3

I am converting code from MATLAB to python in order to speed up simple operations. I have written a function which contains nested loops and a conditional statement; the purpose of the loop is to return a list of indices for the nearest elements in array x when compared to array y. I am comparing in the order of 1e5 items which takes about 30 sec to run. Any help to speed this process up will be greatly appreciated! I have had partial sucess with using the numba-pro automatic just in time compiler:

@autojit()
def find_nearest(x,y,idx):
    idx_old = 0
    rng1 = range(y.shape[0])
    rng2 = range(x.shape[0])
    for i in rng1:
        prev = abs(x[idx_old]-y[i])
        for j in rng2:
            if abs(x[j]-y[i]) < prev:
                prev = abs(x[j]-y[i])
                idx_old = j
        idx[i] = idx_old
    return idx

Sorry for being such a noob, I am brand new to python!

Chris Church
  • 197
  • 1
  • 10
  • 1
    Could you update your script to include example data inputs to `find_nearest`, just so it's clear? – JoshAdel May 20 '15 at 20:11
  • For example x = np.array([1.1,2.3,5.9,8.5]), y = np.array([0.2, 5.5, 12]) and idx = np.zeros(np.shape(y)) should return idx = [0,2,3] (the indices of the closest items in x to the items in y. In MATLAB I use knnsearch to perform this and on my large dataset it takes approximately 2.5s to solve; whereas my implementation takes around 30s. The input arrays need not be in any particular sorted order.
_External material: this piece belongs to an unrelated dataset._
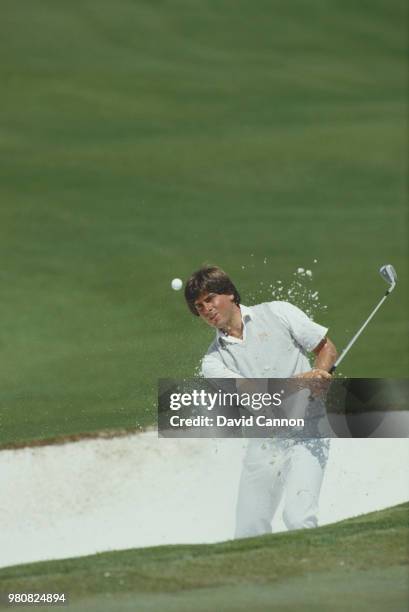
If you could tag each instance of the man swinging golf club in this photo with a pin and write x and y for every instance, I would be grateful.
(269, 340)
Thank you for taking a look! – Chris Church May 21 '15 at 06:44
  • I attempted to use the sci-kitlearn's k-nearest-neighbors implementation, it however returns a function trained on a dataset; and training on my full dataset just isn't feasible. My search domain contains 1023848 items and I am trying to find 12325 closest items in it. – Chris Church May 21 '15 at 06:54

2 Answers2

4

Nothing wrong with your Numba code, except that the algorithm is not as efficient as can be. Much better is to sort the x array and do a binary search, very similar to this answer and also this answer:

def find_nearest(x, y):
    indices = np.argsort(x)

    loc = np.searchsorted(x[indices], y)
    right = indices.take(loc, mode='clip')
    left = indices.take(loc-1, mode='clip')

    return np.where(abs(y-x[left]) < abs(y-x[right]), left, right)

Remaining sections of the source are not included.